Running down the center of the uterus is the endometrium, the lining that thickens and sheds during the menstrual cycle. Its appearance changes throughout the cycle, appearing as a thin, bright stripe during menstruation. During the first half of the cycle, it shows a multi-layered, or trilaminar, pattern. In the secretory phase, the lining is at its thickest, reaching up to 16 millimeters, and appears uniformly brighter.

The ovaries are usually located on either side of the uterus in the adnexa, the area encompassing the fallopian tubes and associated structures. They often appear heterogeneous, meaning they have a mixed pattern of gray shades, which differs slightly from the uterus. Within a normal ovary, small, round, anechoic structures representing developing follicles can often be seen. The normal volume of an ovary ranges from approximately 1.2 to 9.4 cubic centimeters.

Common Findings and What They Mean

Identifying common variations or abnormalities is the next step after recognizing normal anatomy. Ovarian cysts are frequent findings characterized by their internal contents. A simple cyst is anechoic, perfectly round, and has thin, smooth walls, as it is filled only with clear fluid. These are often functional cysts, such as follicular or corpus luteum cysts, which are normal occurrences that typically resolve on their own.

A complex cyst, by contrast, may contain internal echoes, septations, or solid components, appearing as varying shades of gray or bright spots within the fluid. For instance, a hemorrhagic cyst, resulting from bleeding into a functional cyst, may have a “spider-web” or mesh-like pattern inside due to the presence of blood clot. The degree of complexity, size, and presence of internal blood flow helps determine whether the finding requires monitoring or further evaluation.

Within the uterus, leiomyomas, commonly known as fibroids, are benign growths arising from the muscular wall. They typically appear as distinct masses that are hypoechoic, or darker gray, compared to the surrounding myometrium. These dense tumors often attenuate sound waves, sometimes causing a shadow behind the mass. Fibroids are classified by location: subserosal (on the outer surface), intramural (within the wall), or submucosal (under the lining).

The presence of free fluid is another common observation.
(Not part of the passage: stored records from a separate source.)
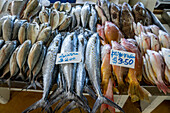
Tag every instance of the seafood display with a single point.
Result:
(32, 36)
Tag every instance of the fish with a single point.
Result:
(21, 57)
(155, 29)
(127, 20)
(93, 19)
(158, 67)
(32, 32)
(155, 45)
(119, 72)
(104, 5)
(72, 14)
(164, 39)
(165, 54)
(45, 35)
(85, 14)
(6, 51)
(33, 56)
(17, 25)
(146, 41)
(100, 31)
(134, 76)
(57, 5)
(112, 32)
(7, 28)
(62, 18)
(13, 66)
(65, 24)
(101, 14)
(22, 33)
(43, 15)
(92, 64)
(37, 69)
(77, 13)
(115, 12)
(31, 5)
(54, 19)
(47, 71)
(1, 43)
(14, 7)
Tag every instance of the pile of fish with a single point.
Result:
(72, 78)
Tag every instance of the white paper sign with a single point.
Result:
(68, 57)
(122, 58)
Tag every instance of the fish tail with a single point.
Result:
(100, 100)
(40, 103)
(70, 107)
(90, 91)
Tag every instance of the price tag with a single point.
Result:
(122, 58)
(68, 57)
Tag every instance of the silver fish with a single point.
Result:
(37, 69)
(48, 68)
(22, 33)
(92, 64)
(33, 56)
(78, 15)
(32, 32)
(45, 35)
(85, 14)
(22, 55)
(5, 52)
(7, 28)
(93, 20)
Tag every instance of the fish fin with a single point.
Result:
(90, 91)
(100, 100)
(70, 107)
(40, 103)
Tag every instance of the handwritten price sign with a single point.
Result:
(122, 58)
(68, 57)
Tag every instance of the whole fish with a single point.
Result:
(92, 64)
(164, 39)
(31, 5)
(65, 24)
(165, 54)
(155, 45)
(77, 13)
(22, 33)
(43, 15)
(32, 32)
(135, 91)
(14, 69)
(45, 35)
(6, 52)
(33, 56)
(72, 14)
(93, 20)
(22, 55)
(7, 28)
(158, 68)
(1, 43)
(104, 5)
(54, 19)
(37, 69)
(115, 14)
(119, 71)
(17, 25)
(101, 14)
(47, 71)
(85, 14)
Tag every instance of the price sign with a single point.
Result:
(122, 58)
(68, 57)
This anechoic fluid is found outside of the organs, often in the pouch of Douglas behind the uterus. A small amount is considered a normal finding, particularly after ovulation. However, a larger volume or fluid containing internal echoes, indicating blood or pus, may suggest conditions such as a ruptured cyst or pelvic infection.

The measurement of endometrial thickness is a diagnostic detail, especially for postmenopausal patients. In a postmenopausal person not on hormone therapy, a thickness exceeding five millimeters is often considered a threshold warranting further investigation. This precise measurement is interpreted in the context of the patient’s age and clinical history, including any reported postmenopausal bleeding.

Translating the Official Report

The official report provides a structured text summary of the visual findings, often using standardized terminology. Terms like “unremarkable” or “no acute findings” are positive indicators, suggesting the structures appear normal and show no signs of sudden problems. Conversely, “heterogeneous” describes an organ with a non-uniform texture, such as a myometrium containing multiple fibroids.

The report is typically divided into two main sections: the “Findings” and the “Impression.” The Findings section provides a detailed, objective description of every structure measured and observed, including precise measurements for the uterus, ovaries, and any identified masses or cysts.

The Impression section is the most important for the reader, as it contains the radiologist’s summary and conclusion. This section offers the interpretation of the findings, linking technical observations to potential clinical implications. It is where follow-up recommendations, such as suggesting a repeat scan to monitor a cyst, are clearly stated.